Pékin — La Chine a annoncé qu’elle interdisait les importations de volailles canadiennes après qu’un cas de grippe aviaire ait été détecté dans une ferme de l’Ouest du Canada.

Tous les animaux en provenance du Canada attendant d’être inspectés par des responsables chinois seront renvoyés ou abattus, a annoncé l’agence officielle chinoise Chine nouvelle hier soir.
Les responsables canadiens avaient annoncé jeudi qu’ils avaient découvert un cas de grippe aviaire dans une ferme de Colombie-Britannique. Il s’agirait d’une souche du virus différente de celle qui a tué 22 personnes en Asie.

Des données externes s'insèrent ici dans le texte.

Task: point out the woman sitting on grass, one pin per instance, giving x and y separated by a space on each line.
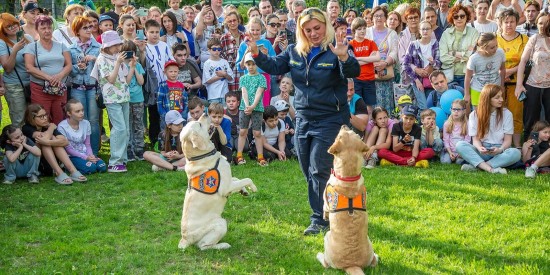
491 127
171 156
45 135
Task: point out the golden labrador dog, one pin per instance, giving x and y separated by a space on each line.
347 244
209 185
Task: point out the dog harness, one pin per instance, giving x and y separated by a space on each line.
207 182
337 202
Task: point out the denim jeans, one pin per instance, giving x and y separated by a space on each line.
17 169
15 97
313 138
119 117
471 155
91 113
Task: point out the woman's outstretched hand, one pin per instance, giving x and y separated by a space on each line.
341 48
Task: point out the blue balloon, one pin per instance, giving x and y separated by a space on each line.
440 117
447 99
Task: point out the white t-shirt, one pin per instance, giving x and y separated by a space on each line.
488 27
272 134
486 69
219 88
496 132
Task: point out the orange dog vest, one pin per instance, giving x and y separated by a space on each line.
337 202
207 182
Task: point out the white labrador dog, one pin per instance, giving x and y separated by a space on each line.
209 185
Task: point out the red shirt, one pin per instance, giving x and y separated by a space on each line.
364 49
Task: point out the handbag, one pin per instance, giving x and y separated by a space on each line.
388 72
26 88
48 88
530 63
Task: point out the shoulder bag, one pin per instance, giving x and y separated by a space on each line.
48 88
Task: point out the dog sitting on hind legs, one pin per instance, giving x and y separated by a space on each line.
347 244
209 184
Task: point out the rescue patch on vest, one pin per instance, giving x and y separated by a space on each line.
208 182
337 202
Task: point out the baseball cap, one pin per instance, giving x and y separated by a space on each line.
173 117
281 106
170 63
104 17
410 110
248 57
110 38
404 99
30 6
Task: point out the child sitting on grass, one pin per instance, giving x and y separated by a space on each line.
430 138
406 143
22 156
378 135
171 156
273 136
220 130
535 151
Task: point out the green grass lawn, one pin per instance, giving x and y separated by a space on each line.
422 221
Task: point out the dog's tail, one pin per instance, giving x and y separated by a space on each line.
354 270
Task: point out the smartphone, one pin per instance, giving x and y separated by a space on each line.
140 35
142 12
20 35
522 96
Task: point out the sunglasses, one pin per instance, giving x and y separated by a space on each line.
459 16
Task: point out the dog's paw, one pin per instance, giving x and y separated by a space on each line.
321 259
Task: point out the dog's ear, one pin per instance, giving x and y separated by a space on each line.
198 141
335 148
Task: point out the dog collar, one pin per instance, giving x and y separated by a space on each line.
211 153
349 179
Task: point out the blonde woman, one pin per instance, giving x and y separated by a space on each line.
319 67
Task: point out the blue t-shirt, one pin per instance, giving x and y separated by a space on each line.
136 91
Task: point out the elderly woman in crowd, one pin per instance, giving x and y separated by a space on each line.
457 44
16 78
65 34
386 39
321 98
49 63
83 55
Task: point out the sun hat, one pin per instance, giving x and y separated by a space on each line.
30 7
110 38
248 57
170 63
173 117
281 105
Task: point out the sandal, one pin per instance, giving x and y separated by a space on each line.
262 162
63 179
240 161
77 176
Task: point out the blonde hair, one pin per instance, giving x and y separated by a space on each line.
303 46
463 120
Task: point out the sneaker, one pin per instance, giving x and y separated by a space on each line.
530 173
468 167
371 163
314 229
33 179
422 164
499 170
117 168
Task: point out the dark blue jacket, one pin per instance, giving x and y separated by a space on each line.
320 87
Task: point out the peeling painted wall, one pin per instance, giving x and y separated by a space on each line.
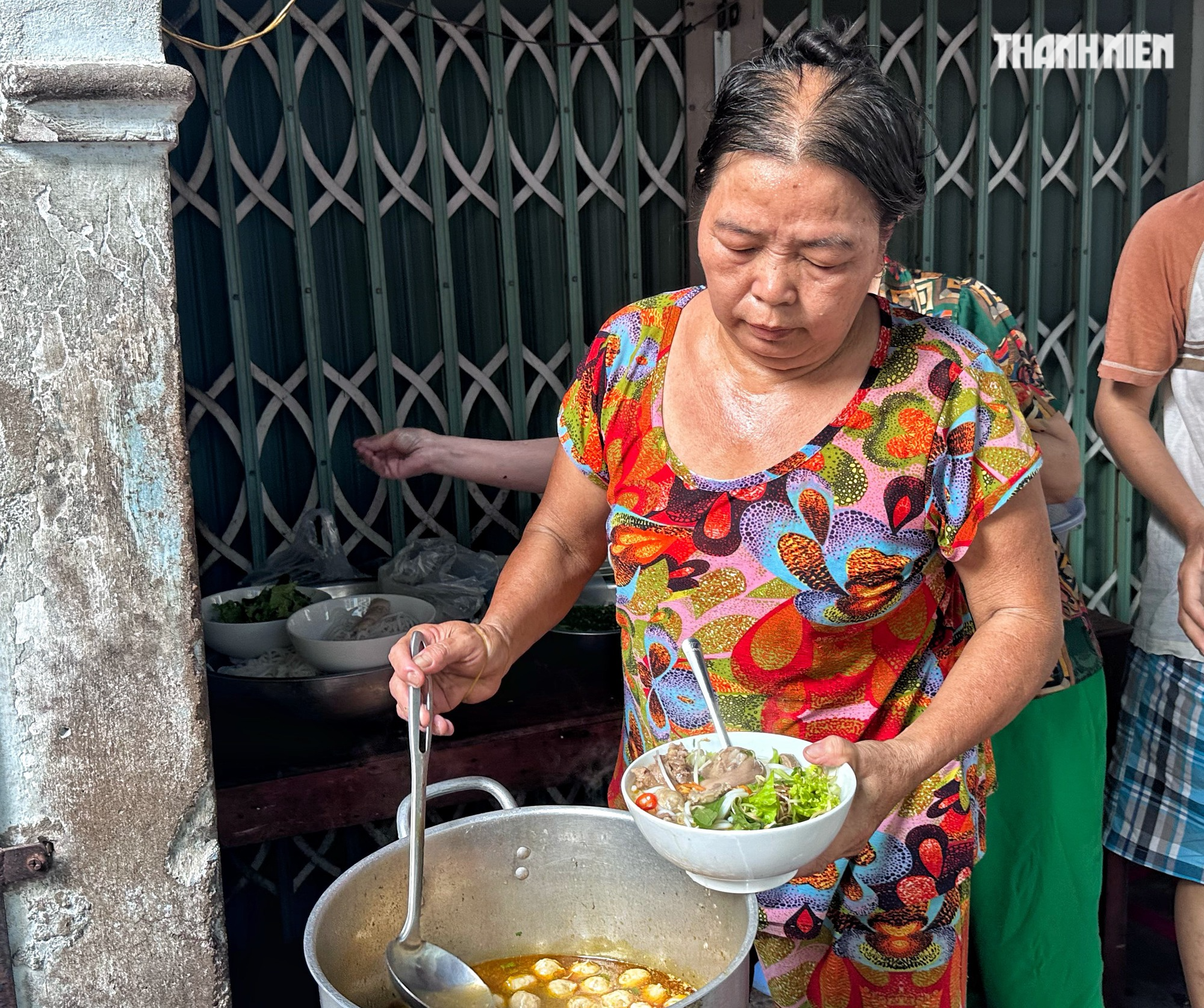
104 732
63 31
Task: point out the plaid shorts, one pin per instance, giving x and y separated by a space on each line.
1155 802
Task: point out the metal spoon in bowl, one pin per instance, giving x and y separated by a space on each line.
426 975
699 667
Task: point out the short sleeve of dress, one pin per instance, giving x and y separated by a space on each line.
982 454
580 424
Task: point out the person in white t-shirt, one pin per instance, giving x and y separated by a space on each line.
1155 347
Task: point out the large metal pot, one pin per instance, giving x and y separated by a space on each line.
523 881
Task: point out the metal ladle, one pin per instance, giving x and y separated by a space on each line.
699 667
426 975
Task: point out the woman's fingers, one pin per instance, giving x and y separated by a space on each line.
833 751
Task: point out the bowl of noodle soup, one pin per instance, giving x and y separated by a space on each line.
357 632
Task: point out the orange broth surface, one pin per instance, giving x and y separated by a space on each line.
581 982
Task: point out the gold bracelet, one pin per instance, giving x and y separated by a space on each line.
485 640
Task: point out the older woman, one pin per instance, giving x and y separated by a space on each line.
831 585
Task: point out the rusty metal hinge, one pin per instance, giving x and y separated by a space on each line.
19 864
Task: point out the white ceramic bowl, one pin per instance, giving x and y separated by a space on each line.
246 640
308 629
742 861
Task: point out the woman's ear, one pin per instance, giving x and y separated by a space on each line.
886 233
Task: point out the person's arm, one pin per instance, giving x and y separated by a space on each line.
1123 419
415 451
1012 585
562 548
1063 473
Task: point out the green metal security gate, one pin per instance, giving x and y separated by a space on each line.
505 258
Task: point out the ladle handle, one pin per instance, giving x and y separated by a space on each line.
694 656
420 753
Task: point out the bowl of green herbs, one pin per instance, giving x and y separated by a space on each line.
246 622
593 615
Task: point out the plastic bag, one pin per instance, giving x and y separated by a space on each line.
314 557
452 578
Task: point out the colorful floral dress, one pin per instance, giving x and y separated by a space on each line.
823 595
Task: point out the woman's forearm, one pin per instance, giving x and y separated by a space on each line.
562 548
521 466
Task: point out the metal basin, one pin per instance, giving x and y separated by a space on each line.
526 881
333 697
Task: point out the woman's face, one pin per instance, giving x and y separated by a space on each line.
789 253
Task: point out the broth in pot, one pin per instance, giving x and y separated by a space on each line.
579 982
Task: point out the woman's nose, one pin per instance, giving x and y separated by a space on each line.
775 285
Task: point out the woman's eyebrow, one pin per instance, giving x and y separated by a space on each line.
827 242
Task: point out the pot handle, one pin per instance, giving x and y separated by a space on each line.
487 785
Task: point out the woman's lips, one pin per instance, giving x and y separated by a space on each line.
770 332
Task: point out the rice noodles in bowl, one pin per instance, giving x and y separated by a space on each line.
784 815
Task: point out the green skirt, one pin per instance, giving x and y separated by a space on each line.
1035 921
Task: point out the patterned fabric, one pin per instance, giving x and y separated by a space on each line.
976 307
1154 812
823 595
806 972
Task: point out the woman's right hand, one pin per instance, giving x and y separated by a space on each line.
400 454
464 662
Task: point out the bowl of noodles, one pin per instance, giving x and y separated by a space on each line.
356 632
737 820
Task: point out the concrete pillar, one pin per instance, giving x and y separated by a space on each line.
1185 132
104 725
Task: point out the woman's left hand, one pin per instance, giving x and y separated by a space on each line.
884 780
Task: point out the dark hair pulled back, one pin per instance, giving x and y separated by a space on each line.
860 122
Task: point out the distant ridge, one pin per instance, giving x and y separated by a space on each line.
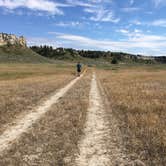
18 54
11 39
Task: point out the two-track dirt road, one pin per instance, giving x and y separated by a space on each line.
49 140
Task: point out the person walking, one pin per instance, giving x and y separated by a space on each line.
79 68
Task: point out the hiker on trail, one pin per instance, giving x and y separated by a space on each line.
79 67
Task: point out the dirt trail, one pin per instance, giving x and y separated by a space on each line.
93 149
23 124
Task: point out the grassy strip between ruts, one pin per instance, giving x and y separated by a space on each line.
53 139
137 98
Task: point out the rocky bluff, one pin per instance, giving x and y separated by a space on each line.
11 39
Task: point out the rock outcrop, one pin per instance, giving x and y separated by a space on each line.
11 39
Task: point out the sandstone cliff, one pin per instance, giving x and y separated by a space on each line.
12 40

Hong Kong, Singapour et le Japon avaient déjà interdit les imports de volailles canadiennes. La Chine a également interdit les importations d’oiseaux en provenance des États-Unis et de plusieurs autres pays. Les autorités chinoises ont jusqu’à présent reconnu la présence de la grippe aviaire dans 16 des 31 provinces du pays, mais sans aucun cas de transmission à l’homme.
La Chine a par ailleurs commencé hier à lever les mesures d’isolement des régions touchées par la grippe aviaire, avertissant cependant que tout danger n’est pas écarté. La quarantaine a été levée dans la municipalité de Dingdang, dans la province méridionale de Guangxi, ainsi que dans la ville de Yongkang, dans le Zhejiang, ont indiqué l’agence officielle Chine nouvelle et le China News Service.
La contamination de Dingdang, annoncée le 23 janvier, avait été la première à être relevée en Chine. Celle de Yongkang avait été annoncée le 30 janvier.
«La décision a été prise après des examens complets effectués par des experts agricoles chinois», précise Chine nouvelle. La fin de l’isolement signifie que les agriculteurs et les animaux peuvent dorénavant pénétrer dans la zone des trois kilomètres entourant les centres d’élevage infectés.L’interdiction d’élevage reste cependant en place.